栃木県弁護士会からのお知らせ

地方消費者行政の維持・強化を求める意見書

第1 意見の趣旨
1 国は、消費生活センターにおける消費生活相談員の人件費に充てることを含む人材確保及び処遇改善に活用できる地方消費者行政に関する交付金を2026(令和8)年度以降も継続または同様の措置を講ずること。
2 全国消費生活情報ネットワークシステム(PIO-NET)の刷新及び相談業務のデジタル化に伴う地方公共団体の設備刷新及び運営の経費を、国において全額負担する措置を講ずること。

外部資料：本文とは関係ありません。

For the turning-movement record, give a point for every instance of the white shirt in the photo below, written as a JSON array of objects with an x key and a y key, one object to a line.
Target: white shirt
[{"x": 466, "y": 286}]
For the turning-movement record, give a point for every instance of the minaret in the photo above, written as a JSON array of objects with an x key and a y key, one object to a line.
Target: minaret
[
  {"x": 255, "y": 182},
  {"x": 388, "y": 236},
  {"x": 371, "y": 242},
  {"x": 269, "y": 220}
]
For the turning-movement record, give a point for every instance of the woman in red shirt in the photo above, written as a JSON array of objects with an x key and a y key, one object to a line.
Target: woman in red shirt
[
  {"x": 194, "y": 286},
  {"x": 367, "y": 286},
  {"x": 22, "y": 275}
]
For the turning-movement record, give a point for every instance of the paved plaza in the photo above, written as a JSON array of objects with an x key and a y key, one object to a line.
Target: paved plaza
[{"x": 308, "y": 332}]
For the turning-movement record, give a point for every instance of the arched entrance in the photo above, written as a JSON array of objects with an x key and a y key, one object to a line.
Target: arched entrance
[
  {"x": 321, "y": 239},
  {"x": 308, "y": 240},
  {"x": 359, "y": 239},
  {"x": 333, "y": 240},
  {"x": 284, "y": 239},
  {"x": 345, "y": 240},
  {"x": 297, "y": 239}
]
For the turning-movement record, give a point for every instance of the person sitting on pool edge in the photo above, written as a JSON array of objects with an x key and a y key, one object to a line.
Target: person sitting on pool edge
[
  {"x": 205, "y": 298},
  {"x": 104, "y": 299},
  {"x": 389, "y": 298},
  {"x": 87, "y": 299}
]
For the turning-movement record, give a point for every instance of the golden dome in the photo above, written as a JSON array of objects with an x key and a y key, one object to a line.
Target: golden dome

3 地方消費者行政の事務のうち消費生活相談体制及び相談情報集約事務、適格消費者団体の活動支援事務など、国と地方公共団体相互の利害に関係する事務であって国全体の水準を確保する必要があるものについては、地方財政法10条の適用によりその全部または相当部分を国が負担することについて検討すること。
4 消費者被害防止に取り組む適格消費者団体の運営及び地域の消費者団体の育成・活動支援・連携のために地方公共団体が行う支援事務に対し、国は財政支援を継続・拡充すること。
 
第2 意見の理由
1 消費者被害の実情と地方消費者行政
 消費者庁の2024(令和6)年版消費者白書によると、2023(令和5)年度の全国の消費生活相談件数は約90.0万件であり、前年よりも約3.3万件増加している。同白書によると、令和5年の消費者被害・トラブル推計額(既支払額(信用供与含む。))は約8.8兆円であり、前年度よりも2兆円以上増加している。
 また栃木県が発表した「2023(令和5)年度消費生活相談状況について」によれば、同年度に栃木県内の消費生活相談窓口で受け付けた消費生活相談件数は16,912件であり、前年度、前々年度より増加している。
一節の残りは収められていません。